I was really getting depressed about things and our finances were aggravating the problem. Despite the need for money, I knew it was very important for the boys that I stay home with them. I suggested to Paul Timber‘s brilliant idea of working daycare at a gym (it had the added bonus that maybe I’d be able to work on my love handles at a discount) but he vetoed it saying that it just didn’t feel right. Anytime I brought it up he countered with “if you really want to do daycare you shouldn’t work for someone else for peanuts but just start your own.” It was a sure-fire way to shut me up.
I logged a lot of hours on careerbuilder.com and other job sites, looking for things I could do from home. I didn’t care if it was mind-numbing data-entry. I just wanted something I could do without shipping the kids off to daycare (because if I was going to do that I’d might as well renew my teaching certificate, get a California license, and go back to teaching.)
I was getting desperate and almost signed up for a scam medical transcription company. Finally I checked Craigslist even though previous experience had shown me that the site was more scams than anything else by now. The listing was written for me: private tutoring for a boy starting CVHS, 5-6pm daily.
I responded. I didn’t even have to think twice about my boys — I would need babysitting for less than an hour before Paul came home. The man (father of potential student) replied quickly and we exchanged a few emails that morning and scheduled an interview that evening.
Then he wrote back saying he had forgotten that he had something else going on that night and could I please meet at his workplace instead? He sent me the address which was near here, on San Fernando Blvd, and explained there was no suite number as it was a two-story warehouse.
Briefly I panicked. What was I doing meeting a stranger at a warehouse in Atwater? Certainly I would leave the address with Angela (the neighbour watching the boys) and Paul. If I was not home by 5:35 they should call the cops.
I checked out his company from his email address and found a photo of the warehouse on the website. My fears were assuaged, I was meeting at a real place.
On the drive over I prayed that he and I would both know immediately if it was a good fit. I knew before I got out of the car that I had the job. The interview was a formality to make sure I was on board after hearing about his son, and to make sure I was interested in staying for the whole four years. I told him, honestly, that we had no plans for the future but that my husband liked his job.

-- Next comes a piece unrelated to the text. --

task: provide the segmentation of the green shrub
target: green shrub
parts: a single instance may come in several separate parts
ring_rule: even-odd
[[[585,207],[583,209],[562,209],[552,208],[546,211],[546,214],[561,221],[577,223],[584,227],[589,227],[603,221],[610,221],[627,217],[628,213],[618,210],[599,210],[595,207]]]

He didn’t seem to blink at the number I requested for my rate. (Haha, because it’s the same amount I charged 4 years ago in Virginia!) I should have asked for more. Oh well, I will next year.
That was two weeks ago. It marked a major turnaround in my moods, just knowing that while my gig wouldn’t take us out of the hole, it would help. It felt good to know that I was helping.
I’ve worked three days already. I like the boy, Daniel, and I think we relate well. It’s not hard work, but it’s enough that I feel like a grownup.
I’ve already learned my first Korean word, An-Yang, it means hello. (I hope he’s learned something from me, too!)